Abstract 15995: Survival and Reintervention After Pulmonary Valve Replacement in Tetralogy of Fallot
Background: Surgical pulmonary valve replacement (PVR) in previously repaired tetralogy of Fallot (TOF) is frequently required. There are few data on large numbers of patients with long follow-up. Our aim was to review our 40-year experience with PVR after TOF repair, and evaluate prognostic factors for need of pulmonary valve reintervention and death.

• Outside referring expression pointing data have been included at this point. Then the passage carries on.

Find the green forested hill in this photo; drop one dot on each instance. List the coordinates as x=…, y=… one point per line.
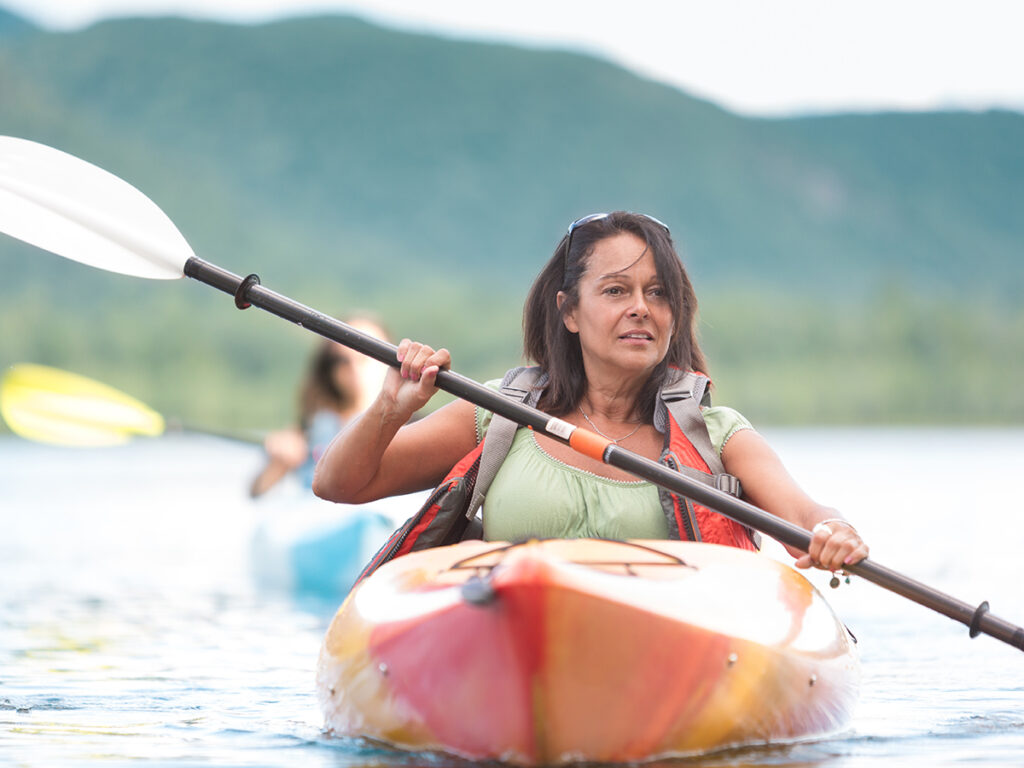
x=428, y=179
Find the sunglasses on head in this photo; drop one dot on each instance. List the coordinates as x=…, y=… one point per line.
x=597, y=217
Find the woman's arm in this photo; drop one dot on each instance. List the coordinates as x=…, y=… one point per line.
x=767, y=484
x=378, y=456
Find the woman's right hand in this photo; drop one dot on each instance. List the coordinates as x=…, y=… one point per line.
x=411, y=386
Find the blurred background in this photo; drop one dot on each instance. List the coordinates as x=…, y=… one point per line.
x=848, y=192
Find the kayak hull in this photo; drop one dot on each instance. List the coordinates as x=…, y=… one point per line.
x=585, y=650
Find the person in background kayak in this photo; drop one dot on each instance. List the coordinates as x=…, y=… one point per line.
x=338, y=385
x=610, y=318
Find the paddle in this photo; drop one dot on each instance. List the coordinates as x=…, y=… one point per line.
x=65, y=205
x=47, y=404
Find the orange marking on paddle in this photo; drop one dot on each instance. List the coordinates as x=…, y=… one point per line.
x=589, y=443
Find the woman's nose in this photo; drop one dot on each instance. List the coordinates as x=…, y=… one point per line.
x=639, y=308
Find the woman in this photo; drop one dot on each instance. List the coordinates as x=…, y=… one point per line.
x=610, y=320
x=338, y=385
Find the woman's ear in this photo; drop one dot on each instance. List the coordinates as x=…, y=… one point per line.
x=568, y=318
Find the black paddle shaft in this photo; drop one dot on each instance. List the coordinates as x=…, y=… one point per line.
x=248, y=291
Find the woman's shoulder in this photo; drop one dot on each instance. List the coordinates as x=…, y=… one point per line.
x=723, y=422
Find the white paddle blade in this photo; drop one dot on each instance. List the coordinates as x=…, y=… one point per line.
x=74, y=209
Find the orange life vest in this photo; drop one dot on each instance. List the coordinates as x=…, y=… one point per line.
x=449, y=515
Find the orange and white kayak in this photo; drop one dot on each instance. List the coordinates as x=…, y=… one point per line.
x=585, y=650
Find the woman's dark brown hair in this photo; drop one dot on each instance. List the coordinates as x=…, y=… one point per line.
x=556, y=349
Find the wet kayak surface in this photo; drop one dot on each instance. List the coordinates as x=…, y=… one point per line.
x=132, y=630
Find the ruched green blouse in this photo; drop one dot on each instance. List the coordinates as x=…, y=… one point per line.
x=535, y=495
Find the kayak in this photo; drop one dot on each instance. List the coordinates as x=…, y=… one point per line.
x=309, y=548
x=585, y=650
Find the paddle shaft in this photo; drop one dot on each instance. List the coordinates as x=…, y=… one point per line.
x=248, y=291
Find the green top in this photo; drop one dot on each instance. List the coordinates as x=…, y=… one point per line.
x=536, y=495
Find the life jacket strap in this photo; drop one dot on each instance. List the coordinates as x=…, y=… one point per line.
x=523, y=384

Methods and Results: Between April 1973 and September 2012 (68% after 2000), 278 patients with repaired TOF (53% males; 31.4±16.4 years of age) underwent first PVR 24±13 years after TOF repair. Three or more prior operations were performed in 17% of the patients and 42% were NYHA class III/IV. Patients with previous conduit or PVR, a diagnosis of pulmonary atresia, absent pulmonary valve and/or concomitant atrioventricular septal defect were excluded. PVR types included porcine (n=211), pericardial (n=37), homograft (n=27) and mechanical (n= 3). Associated procedures were performed in 199 patients. Valve size (26.8±2.9mm) positively correlated with age and BSA (p<0.001). Early mortality was 1.4%. Mean follow-up was 7.3±6.8 years (maximum, 34 years). Overall survival at 5, 10 and 15 years was 93%, 83%, and 80%, respectively. Independent risk factors for death were older age at complete repair (hazard ratio [HR] 1.2, 95% confidence interval [CI] 1.03-1.3, p=0.012), ≥ 3 previous cardiac operations (HR 1.9, 95% CI 1.1-3.1, p = 0.019), NYHA class III/IV at PVR (HR 2.7, 95% CI 1.2-6.1, p=0.019) and large BSA at PVR (HR 1.9, 95% CI 1.4-2.5, p<0.001). Reintervention after initial PVR occurred in 25 patients (9%); 22 underwent surgical re-PVR and 3 had transcatheter PVR. Mean time to reintervention was 7.8±4.6 years. Overall 5, 10 and 15 year freedom from pulmonary valve reintervention was 97%, 85%, and 75%, respectively. Multivariate analysis demonstrated older age at PVR to be protective from reintervention (HR 0.7, 95% CI 0.6-0.9, p<0.001).
Conclusion: PVR is a safe operation with a low rate of reintervention in repaired tetralogy of Fallot. The total number of cardiac operations, surgical timing, and the NYHA classification prior to PVR are important prognostic factors.
- © 2013 by American Heart Association, Inc.